Still, both lobbyists and lawmakers have a right to be nervous about the FEC's new bundling regulations. That's because the rules are unusually vague about certain definitions, say election lawyers. For example, the rules apply not just to lobbyists, but to lobbyist-controlled PACs that engage in bundling. But it's not always clear just what constitutes a lobbyist-controlled PAC.

According to the FEC regulations, a PAC is controlled by a lobbyist if the lobbyist has a "primary role" in setting up the PAC, or directs its "governance or operations," noted Lawrence H. Norton, of counsel to Womble Carlyle Sandridge & Rice. The FEC instructs those with questions to consult the secretary of the Senate and the clerk of the House, which have signaled that a PAC is lobbyist-controlled if a PAC board member or treasurer is a lobbyist.
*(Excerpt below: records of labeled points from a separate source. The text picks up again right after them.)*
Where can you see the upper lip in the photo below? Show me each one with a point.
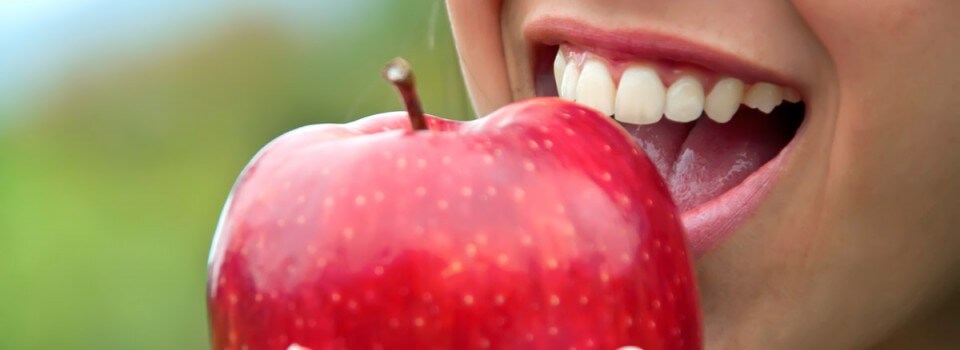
(636, 43)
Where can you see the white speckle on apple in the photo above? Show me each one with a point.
(471, 250)
(518, 194)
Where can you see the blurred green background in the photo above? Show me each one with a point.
(123, 125)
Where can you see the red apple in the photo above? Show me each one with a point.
(540, 226)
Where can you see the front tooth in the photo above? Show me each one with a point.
(724, 100)
(684, 100)
(640, 96)
(595, 88)
(559, 64)
(763, 96)
(568, 86)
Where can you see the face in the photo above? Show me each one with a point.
(811, 144)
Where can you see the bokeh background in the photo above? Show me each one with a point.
(123, 125)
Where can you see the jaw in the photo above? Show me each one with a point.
(783, 225)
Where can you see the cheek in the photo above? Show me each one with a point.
(892, 189)
(476, 29)
(896, 70)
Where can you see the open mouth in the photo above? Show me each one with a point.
(715, 135)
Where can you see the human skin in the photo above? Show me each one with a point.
(856, 244)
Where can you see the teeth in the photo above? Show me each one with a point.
(568, 86)
(595, 88)
(640, 96)
(724, 100)
(559, 64)
(763, 96)
(684, 100)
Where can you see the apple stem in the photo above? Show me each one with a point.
(399, 73)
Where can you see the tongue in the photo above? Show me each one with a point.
(702, 160)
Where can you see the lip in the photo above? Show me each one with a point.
(711, 222)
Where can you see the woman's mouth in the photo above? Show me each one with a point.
(716, 128)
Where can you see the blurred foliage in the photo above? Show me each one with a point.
(111, 183)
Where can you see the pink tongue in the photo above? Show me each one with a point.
(702, 160)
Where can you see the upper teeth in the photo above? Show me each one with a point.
(641, 97)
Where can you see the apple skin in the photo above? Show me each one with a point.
(541, 226)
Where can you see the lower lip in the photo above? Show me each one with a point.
(708, 224)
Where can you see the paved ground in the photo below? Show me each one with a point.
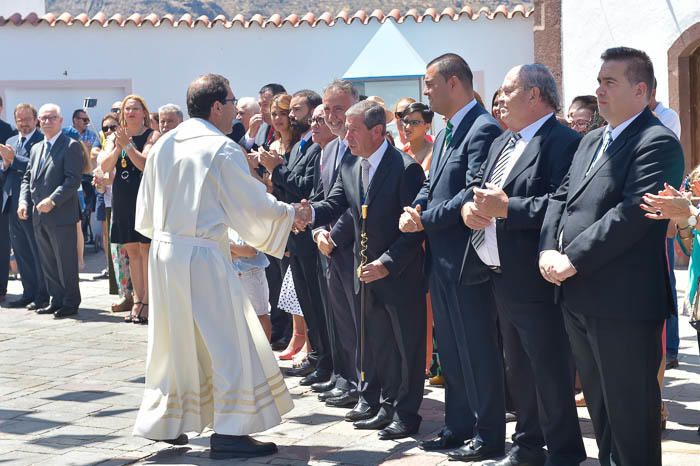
(69, 390)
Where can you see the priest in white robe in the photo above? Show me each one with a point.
(208, 362)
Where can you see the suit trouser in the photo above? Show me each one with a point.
(395, 336)
(539, 355)
(279, 318)
(342, 305)
(58, 254)
(4, 253)
(305, 274)
(27, 257)
(618, 360)
(467, 338)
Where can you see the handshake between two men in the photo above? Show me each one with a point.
(488, 204)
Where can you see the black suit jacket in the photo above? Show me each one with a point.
(11, 179)
(294, 181)
(535, 177)
(619, 255)
(443, 193)
(59, 179)
(394, 185)
(6, 131)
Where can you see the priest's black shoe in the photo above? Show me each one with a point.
(336, 392)
(182, 439)
(19, 302)
(378, 422)
(33, 306)
(235, 446)
(362, 410)
(346, 400)
(445, 440)
(398, 429)
(65, 312)
(321, 387)
(475, 451)
(523, 457)
(304, 369)
(50, 309)
(319, 375)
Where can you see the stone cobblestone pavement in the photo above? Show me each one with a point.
(69, 391)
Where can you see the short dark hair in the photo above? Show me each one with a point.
(451, 64)
(274, 88)
(313, 100)
(203, 92)
(639, 69)
(424, 110)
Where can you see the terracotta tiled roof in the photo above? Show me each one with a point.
(275, 20)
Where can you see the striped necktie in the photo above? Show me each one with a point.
(478, 236)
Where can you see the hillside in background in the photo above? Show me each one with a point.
(230, 8)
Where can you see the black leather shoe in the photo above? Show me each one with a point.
(346, 400)
(50, 309)
(235, 446)
(475, 452)
(360, 412)
(321, 387)
(522, 457)
(378, 422)
(303, 370)
(446, 440)
(19, 302)
(319, 375)
(398, 429)
(33, 306)
(335, 393)
(65, 312)
(182, 439)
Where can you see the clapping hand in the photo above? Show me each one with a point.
(556, 267)
(491, 201)
(668, 204)
(302, 215)
(473, 217)
(8, 155)
(269, 160)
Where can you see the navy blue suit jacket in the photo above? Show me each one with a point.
(442, 195)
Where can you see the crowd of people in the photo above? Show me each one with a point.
(499, 257)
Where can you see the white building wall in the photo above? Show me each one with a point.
(589, 27)
(160, 62)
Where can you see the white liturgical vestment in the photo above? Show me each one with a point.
(208, 361)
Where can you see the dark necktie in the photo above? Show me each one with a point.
(478, 236)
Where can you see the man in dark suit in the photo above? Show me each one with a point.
(293, 181)
(50, 190)
(505, 212)
(609, 261)
(15, 157)
(385, 180)
(465, 325)
(335, 244)
(6, 130)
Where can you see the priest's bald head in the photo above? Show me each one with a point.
(210, 98)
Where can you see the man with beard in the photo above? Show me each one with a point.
(294, 181)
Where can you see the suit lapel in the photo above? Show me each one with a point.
(532, 150)
(456, 141)
(383, 168)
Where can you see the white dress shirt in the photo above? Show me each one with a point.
(488, 252)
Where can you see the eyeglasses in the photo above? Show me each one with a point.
(408, 122)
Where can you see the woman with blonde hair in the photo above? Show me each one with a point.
(127, 151)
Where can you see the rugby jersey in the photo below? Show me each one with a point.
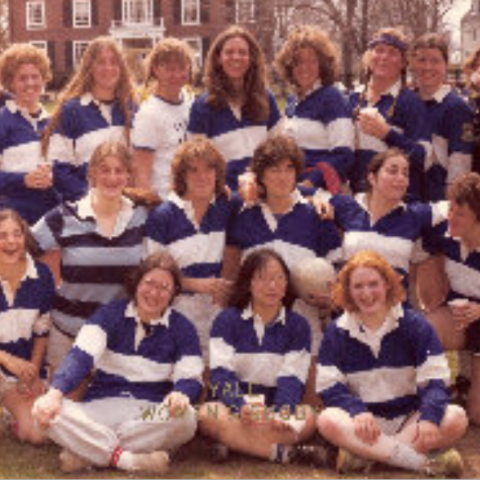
(450, 155)
(393, 236)
(236, 139)
(20, 153)
(26, 316)
(130, 362)
(322, 126)
(84, 124)
(405, 113)
(197, 249)
(249, 357)
(93, 267)
(298, 234)
(400, 373)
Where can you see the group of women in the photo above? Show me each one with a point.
(154, 299)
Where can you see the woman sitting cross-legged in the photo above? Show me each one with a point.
(149, 370)
(259, 360)
(26, 296)
(382, 375)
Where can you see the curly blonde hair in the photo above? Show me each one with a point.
(218, 84)
(307, 36)
(20, 54)
(367, 259)
(197, 148)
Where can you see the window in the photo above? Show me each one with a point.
(190, 12)
(78, 51)
(35, 15)
(138, 11)
(82, 13)
(196, 45)
(245, 11)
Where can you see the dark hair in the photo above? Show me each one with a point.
(256, 107)
(272, 152)
(431, 40)
(466, 191)
(31, 245)
(160, 260)
(254, 262)
(379, 160)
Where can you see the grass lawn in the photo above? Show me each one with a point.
(25, 461)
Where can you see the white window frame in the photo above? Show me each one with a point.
(185, 19)
(78, 48)
(82, 22)
(241, 6)
(31, 12)
(196, 44)
(127, 9)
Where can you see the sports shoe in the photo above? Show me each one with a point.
(448, 464)
(348, 462)
(70, 462)
(316, 455)
(153, 462)
(219, 453)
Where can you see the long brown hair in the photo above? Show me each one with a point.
(82, 82)
(255, 83)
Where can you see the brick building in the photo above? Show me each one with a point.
(65, 27)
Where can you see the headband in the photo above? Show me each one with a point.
(388, 40)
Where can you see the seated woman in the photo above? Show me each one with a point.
(382, 376)
(457, 322)
(191, 226)
(27, 296)
(260, 353)
(148, 374)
"That leaves an awful lot of gray area," said Norton, who was previously general counsel to the FEC. "What if there's not a formal board? What if you actively participate in decisions, but you're not formally a member of the board? And what does 'establish' mean?" He added: "The rules are convoluted and difficult to enforce."

A little-noticed side effect of the new bundling regulations may be to shed fresh light on so-called leadership PACs, which have exploded despite controversy in recent years. Lawmakers often register their personal PACs under generic-sounding names that give no clue who controls them. But the new bundling rules for the first time require leadership PACs to file amended forms identifying themselves as such. Already, more than half a dozen new leadership PACs have come to light, including the House Conservatives Fund, sponsored by Rep. Patrick McHenry, R-N.C., which collected more than $1 million in the 2008 cycle.

Norton acknowledged that some politicians will simply acknowledge bundling with a wink and a nod, and that some lobbyists will skate under the reporting threshold by rounding up no more than $16,000 in any six-month period. "I think that you're going to see a proliferation of micro-bundlers," he predicted.

Still, the new bundling rules represent just one more danger zone for lobbyists at a time of heightened ethics sensitivity in Washington. First, they'll have to figure out just what the new regulations mean. Then they'll have to figure out just how badly they want credit for their bundled contributions. Noted Norton: "At the very least, there will be information in the public domain that wasn't previously there."